La escuché hablar, como ausente. No me miraba, y sus ojos se llenaron de un brillo acuoso. Lo está pasando peor que yo con todo esto.
—Yo solía rezar para que fuera él quien te dejara, ya que a ti te resultaba imposible, antes de que tus huesos secos cedieran al abuso de la crueldad y se partieran. No podías más con el peso de aquella relación, pero la adicción era más fuerte. Intentabas desintoxicarte y él siempre te hacía recaer, una y otra y otra vez, hasta que logró que te odiaras a ti misma. Estabas anulada, y lo peor era que él lo sabía y lo disfrutaba: era un psicópata. Entonces no sabías el maltrato psicológico al que te sometía, ni lo mucho que eso te marcaría de por vida. Y cantabas canciones de Rammstein y pensabas que la única forma de evitar el dolor era protegerse de estar juntos, era no amar a nadie.
—Te lo hice pasar mal, ¿eh? —Traté de romper el silencio que nos caía encima como una lluvia muy fría.
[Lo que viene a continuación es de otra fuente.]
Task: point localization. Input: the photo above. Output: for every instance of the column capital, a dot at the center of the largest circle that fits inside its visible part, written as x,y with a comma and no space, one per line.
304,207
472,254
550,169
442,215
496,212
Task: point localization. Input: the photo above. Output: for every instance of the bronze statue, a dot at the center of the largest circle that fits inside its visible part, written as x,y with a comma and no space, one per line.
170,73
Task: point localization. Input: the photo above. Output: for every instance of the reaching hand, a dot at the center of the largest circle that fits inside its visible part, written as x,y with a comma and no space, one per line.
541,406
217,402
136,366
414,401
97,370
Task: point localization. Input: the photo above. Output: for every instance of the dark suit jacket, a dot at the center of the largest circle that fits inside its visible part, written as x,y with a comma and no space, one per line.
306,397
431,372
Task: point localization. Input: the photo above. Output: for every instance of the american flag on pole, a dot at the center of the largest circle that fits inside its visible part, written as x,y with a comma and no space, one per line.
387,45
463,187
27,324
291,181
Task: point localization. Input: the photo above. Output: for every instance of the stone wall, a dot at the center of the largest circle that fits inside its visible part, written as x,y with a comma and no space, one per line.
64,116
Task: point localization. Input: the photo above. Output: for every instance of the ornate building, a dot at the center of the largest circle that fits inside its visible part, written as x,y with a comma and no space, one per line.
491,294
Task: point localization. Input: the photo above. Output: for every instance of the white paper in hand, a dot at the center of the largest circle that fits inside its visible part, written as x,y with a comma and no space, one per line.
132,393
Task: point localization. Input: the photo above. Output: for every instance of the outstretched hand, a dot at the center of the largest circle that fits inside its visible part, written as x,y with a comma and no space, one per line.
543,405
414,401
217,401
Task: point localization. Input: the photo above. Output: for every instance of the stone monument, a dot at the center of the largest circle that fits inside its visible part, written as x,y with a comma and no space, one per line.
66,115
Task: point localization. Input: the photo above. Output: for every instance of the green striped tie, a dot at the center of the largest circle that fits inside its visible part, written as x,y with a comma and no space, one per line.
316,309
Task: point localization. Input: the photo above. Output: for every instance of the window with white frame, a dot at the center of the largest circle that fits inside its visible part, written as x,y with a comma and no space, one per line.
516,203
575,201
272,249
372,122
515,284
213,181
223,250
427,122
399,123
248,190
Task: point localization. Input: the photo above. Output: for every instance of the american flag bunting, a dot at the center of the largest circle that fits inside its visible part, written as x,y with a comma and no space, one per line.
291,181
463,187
—Fue un calvario para los que te queríamos, Mica —explicó—. Pero nadie lo pasó peor que tú. ¿Entiendes ahora por qué tu hermana y yo tratamos de evitarte todo esto? Si hubieras podido escoger antes del accidente, te habrías sometido a un borrado de memoria voluntario, créeme. Creo que solo así habrías podido empezar de cero. No es que yo deseara esto, bien lo sabe el cielo, pero… ya que ha ocurrido, aprovéchalo. Porque temo que, si lo recuerdas, caigas otra vez en sus garras. No lo busques, Mica. Prométeme que no lo buscarás.
[2]. Preservaos el uno al otro del dolor de corazón / porque el tiempo que pasaréis juntos es corto. / Incluso si estáis unidos durante muchos años, / algún día os parecerán minutos. / Dolor de corazón. / Protegeos el uno al otro de estar juntos. (N. de la A.)